Charles Floyd
4/26/15
A simple but powerful app to predict the next word you're going to type based on what's come before it! End of the Line is
End of the Line uses data collected from twitter, blogs, and news articles to create a rich library of phrases, idioms and sentences from different kinds of writing, including formal and informal communication, story-telling, shorthand, and more. The app lets the user choose a context suited to their anticipated writing style or draw from all the available data for the best prediction!
The prediction algorithm builds a database of writings from cleaned text data (removing profanity, punctuation, numerical and non-alphanumeric characters). When a string is input for text prediction, it is also cleaned and the result is looked up in the database, using the most common match from the training data to inform the prediction. When a phrase is unseen in the training data, the prediction is simply the most common word for the prediction context. This method is extremely lightweight and uses minimal resources, allowing it to be portable to practically any computing environment!

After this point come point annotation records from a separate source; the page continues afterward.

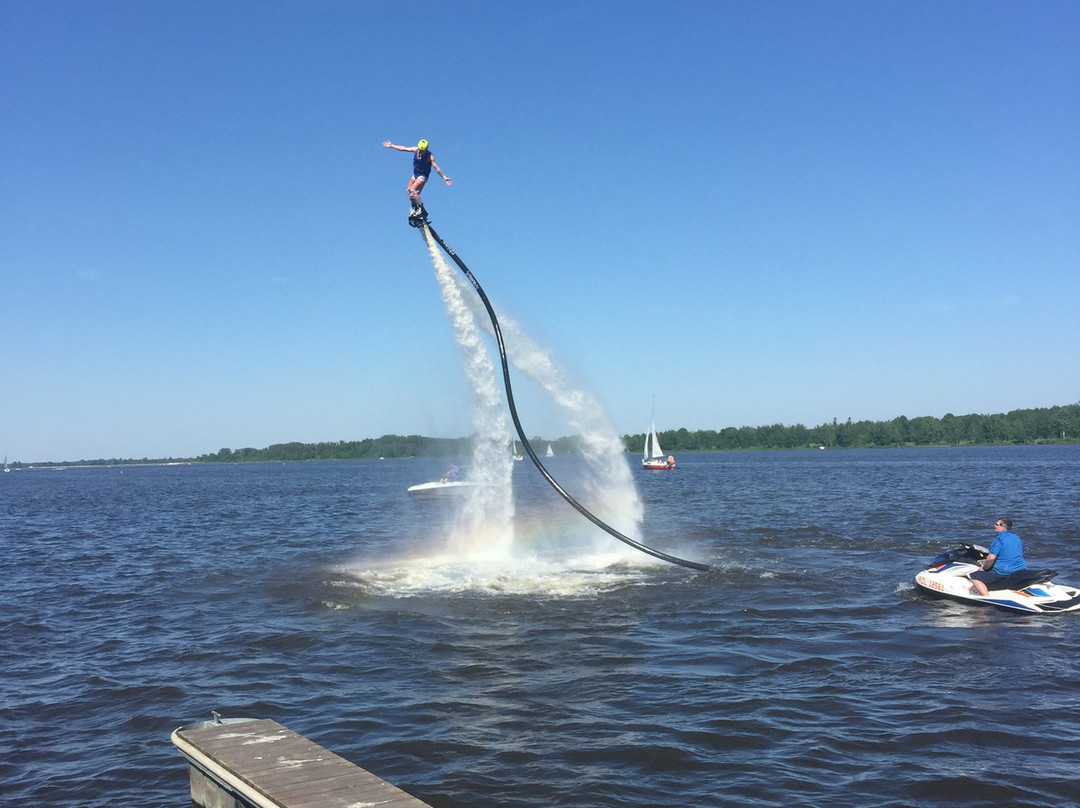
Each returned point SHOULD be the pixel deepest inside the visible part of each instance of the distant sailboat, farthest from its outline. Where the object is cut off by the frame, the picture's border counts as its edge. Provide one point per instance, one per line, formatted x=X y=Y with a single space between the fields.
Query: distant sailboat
x=653 y=457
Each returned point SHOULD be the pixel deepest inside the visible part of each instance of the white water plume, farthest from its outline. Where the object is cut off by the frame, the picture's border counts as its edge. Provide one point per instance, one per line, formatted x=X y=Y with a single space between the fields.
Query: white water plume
x=485 y=524
x=609 y=489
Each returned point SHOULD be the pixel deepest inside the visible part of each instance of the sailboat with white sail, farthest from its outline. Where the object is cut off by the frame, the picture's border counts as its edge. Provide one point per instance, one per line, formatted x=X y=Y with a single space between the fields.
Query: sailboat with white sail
x=653 y=457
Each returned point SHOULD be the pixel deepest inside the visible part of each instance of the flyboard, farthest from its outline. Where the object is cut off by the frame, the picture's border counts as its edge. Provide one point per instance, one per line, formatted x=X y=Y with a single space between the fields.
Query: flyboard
x=418 y=218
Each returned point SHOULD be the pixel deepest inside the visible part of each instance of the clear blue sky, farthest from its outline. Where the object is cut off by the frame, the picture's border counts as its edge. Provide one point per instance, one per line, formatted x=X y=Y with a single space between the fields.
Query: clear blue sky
x=748 y=212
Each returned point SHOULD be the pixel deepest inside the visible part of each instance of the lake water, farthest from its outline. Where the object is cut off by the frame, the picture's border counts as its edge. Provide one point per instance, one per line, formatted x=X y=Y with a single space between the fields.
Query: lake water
x=801 y=670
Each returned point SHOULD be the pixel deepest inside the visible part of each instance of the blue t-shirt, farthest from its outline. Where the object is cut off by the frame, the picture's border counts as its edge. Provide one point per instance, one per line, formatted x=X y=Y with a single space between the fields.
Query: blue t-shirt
x=421 y=164
x=1009 y=550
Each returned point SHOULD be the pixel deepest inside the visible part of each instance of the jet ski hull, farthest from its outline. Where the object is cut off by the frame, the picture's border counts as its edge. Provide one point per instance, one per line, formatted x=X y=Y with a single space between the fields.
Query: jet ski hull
x=948 y=576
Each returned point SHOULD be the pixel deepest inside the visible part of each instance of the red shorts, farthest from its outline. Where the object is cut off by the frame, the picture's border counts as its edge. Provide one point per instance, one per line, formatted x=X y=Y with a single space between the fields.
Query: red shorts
x=415 y=186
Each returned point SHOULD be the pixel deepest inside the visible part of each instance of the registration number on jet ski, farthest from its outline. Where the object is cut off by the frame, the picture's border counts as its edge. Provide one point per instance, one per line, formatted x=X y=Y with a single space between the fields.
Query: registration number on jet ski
x=931 y=583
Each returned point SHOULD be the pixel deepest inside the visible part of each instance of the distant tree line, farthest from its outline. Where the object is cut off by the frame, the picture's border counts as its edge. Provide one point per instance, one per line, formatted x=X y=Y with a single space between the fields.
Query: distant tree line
x=1049 y=425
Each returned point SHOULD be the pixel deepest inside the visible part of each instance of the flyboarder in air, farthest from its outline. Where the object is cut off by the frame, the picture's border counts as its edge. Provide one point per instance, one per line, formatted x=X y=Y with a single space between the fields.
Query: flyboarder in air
x=422 y=163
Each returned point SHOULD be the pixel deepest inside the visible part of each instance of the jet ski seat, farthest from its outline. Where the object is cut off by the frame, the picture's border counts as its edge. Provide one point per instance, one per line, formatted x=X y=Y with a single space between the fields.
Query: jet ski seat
x=1023 y=578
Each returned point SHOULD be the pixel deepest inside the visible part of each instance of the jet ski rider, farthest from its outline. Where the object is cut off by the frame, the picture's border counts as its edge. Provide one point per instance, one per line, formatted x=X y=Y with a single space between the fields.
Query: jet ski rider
x=1006 y=556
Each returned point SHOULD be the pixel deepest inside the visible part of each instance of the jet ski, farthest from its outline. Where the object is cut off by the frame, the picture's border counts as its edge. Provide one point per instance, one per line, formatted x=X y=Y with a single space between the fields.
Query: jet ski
x=1026 y=590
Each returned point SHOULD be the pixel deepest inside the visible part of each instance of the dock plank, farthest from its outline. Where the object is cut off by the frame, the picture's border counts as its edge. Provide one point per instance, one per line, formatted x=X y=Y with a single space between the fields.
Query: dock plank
x=285 y=768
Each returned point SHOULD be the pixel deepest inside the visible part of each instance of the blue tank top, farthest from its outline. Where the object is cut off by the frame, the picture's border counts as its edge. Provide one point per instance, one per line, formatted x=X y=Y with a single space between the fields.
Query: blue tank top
x=421 y=164
x=1010 y=551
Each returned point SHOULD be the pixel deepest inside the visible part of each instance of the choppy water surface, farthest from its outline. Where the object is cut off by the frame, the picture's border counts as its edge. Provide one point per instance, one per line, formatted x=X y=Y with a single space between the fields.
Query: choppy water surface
x=802 y=670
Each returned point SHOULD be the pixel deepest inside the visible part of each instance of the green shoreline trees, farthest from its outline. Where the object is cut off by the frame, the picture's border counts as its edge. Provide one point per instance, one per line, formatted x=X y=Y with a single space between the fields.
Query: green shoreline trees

The app's design is extremely flexible. A developer who wants even more accurate predictions and has higher computing resources can take larger samples from the text data used to power the present model. It's also easy to include more or different datasets by preprocessing (cleaning) and loading those files into the app's directory. And a developer wanting the app to learn from its current user, could feed the user's input into its own input file allowing future predictions to benefit from the user's writing history!